Hallyu Wave first took place in China and Southeast Asia around late 1990s, when a Korean pop group, H.O.T, released their album in China and became a hit. They are later credited as forerunners of the ‘idol group’ trend in South Korea. Short after, a Korean drama ‘Winter Sonata’ was broadcasted in 2002 and soon gained massive popularity throughout Asia as well as Europe and North America. The drama has been broadcasted in 13 different terrestrial and cable stations in Japan alone and viewed by over two-thirds of the nation’s television households.

One of the most important aspects of Hallyu Wave is music, which is widely known as ‘K-Pop’ (an abbreviation of Korean pop). ‘K-Pop’ is a musical genre consisting of pop, dance, electropop, hip hop, rock, R&B and electronic music. In the recent years, K-Pop has started to take domination over music industry, especially in Asia. In 2008, a famed Korean male group TVXQ made it in the Guinness World Record for having the world’s largest official fan club. They have more than 800,000 official members just in South Korea, more than 200,000 official members in Japan and more than 200,000 international fans. ‘Best Selection 2010’, which consists of their best-selling songs, was sold for more than 1.000.000 copies and got first place for world’s album selling, leaving popular names such as Black Eyed Peas, Justin Bieber and even Michael Jackson behind.

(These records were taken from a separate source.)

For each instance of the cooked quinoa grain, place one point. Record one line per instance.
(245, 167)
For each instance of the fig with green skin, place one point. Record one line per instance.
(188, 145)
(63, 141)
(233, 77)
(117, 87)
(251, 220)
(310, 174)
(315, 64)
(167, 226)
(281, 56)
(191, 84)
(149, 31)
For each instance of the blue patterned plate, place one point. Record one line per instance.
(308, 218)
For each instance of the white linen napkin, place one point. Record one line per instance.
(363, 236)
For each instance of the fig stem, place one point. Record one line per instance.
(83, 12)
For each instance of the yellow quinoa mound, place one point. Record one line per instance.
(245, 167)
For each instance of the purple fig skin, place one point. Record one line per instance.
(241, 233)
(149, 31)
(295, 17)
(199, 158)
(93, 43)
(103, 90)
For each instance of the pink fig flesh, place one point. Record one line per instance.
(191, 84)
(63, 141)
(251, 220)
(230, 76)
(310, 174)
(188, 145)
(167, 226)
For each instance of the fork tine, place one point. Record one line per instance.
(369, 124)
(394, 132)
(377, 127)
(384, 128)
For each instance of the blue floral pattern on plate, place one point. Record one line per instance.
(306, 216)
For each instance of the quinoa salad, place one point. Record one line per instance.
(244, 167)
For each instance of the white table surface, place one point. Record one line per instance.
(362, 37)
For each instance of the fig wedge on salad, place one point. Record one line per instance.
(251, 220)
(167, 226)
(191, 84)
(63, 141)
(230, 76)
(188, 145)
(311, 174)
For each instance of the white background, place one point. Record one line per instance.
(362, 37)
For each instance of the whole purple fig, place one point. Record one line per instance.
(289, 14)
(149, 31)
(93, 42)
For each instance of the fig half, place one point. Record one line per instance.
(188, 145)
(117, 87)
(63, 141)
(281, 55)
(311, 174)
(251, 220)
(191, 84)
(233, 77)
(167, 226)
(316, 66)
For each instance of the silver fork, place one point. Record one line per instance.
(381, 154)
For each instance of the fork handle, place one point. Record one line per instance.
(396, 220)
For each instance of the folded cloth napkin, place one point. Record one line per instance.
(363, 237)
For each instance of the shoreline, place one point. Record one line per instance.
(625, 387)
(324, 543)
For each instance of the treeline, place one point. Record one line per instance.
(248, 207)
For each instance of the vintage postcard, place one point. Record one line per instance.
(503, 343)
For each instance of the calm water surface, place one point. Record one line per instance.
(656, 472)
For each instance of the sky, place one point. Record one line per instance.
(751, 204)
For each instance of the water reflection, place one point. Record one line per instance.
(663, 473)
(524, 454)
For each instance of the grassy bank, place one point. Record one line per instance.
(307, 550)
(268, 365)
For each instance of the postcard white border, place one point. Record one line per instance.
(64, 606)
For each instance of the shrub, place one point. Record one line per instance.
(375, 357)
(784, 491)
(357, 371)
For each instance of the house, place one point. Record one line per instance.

Other groups who also have important roles in spreading Hallyu Wave are Super Junior, KARA, SNSD and Wonder Girls. The last two female groups have even made their debut in the USA by releasing English version of their hit song and making appearances on major television network talk shows, slowly enlarging the number of their fan club there. On the male’s side, the ‘leader’ of Hallyu Wave, Super Junior, shows their superiority by constantly holds their annual concert which takes place in countries around the world titled ‘Super Show’. The enormous concert always succeeds to attract thousands audiences and scored amazing ticket-selling record for the last four years.

This phenomenon of Korean-addiction, however, also has implications on many aspects. K-Pop, for example, has grown into a popular subculture among teenagers and young adults around the world, resulting in widespread interest in the fashion and style of Korean idol groups and singers. The recognition of Korean boy and girl groups also brought a quite drastic change in music style in some countries, including Indonesia. It starts over the trend of idol groups that used to be popular around 10 years ago here in our country. Newly emerging Indonesian idol groups such as SM*SH and Cherry Belle also admitted that they are inspired by K-Pop idols.

Not only music, the Korean wave also reflects to the spread of other aspects of Korean culture, including food, clothing, video games, and the language. International fans who like listening to K-Pop songs or watching Korean dramas tend to get interested in learning Korean language as well. They also find Korean people’s lifestyle fascinating and slowly begin to imitate the subcultures, from the way they dress up to practicing ‘aegyo’, a cute action often done by Korean.

Just like the concept of Yin Yang, Hallyu Wave is not always accepted by people. Anti-Korean sentiments are also taking places all over the world in response of the swift spread of Korean culture. In Japan, for example, more than 2000 people are reported to hold a demonstration in front of Fuji TV broadcast station, asking them to stop airing Korean programs. They even sang their national song and brought Japan flag to show their strong nationalism for their country and rejected Hallyu Wave which they thought have weighed down Japanese culture.

Hallyu Wave has brought both positive and negative impact to world’s people. On one hand, it introduces something new and fresh for us to enjoy. On the other hand, people are often become too obsessed with it that they no longer care about their original culture. It is absolutely okay to be fond of other culture, but our keenness shouldn’t make us overlook our identity of who we are.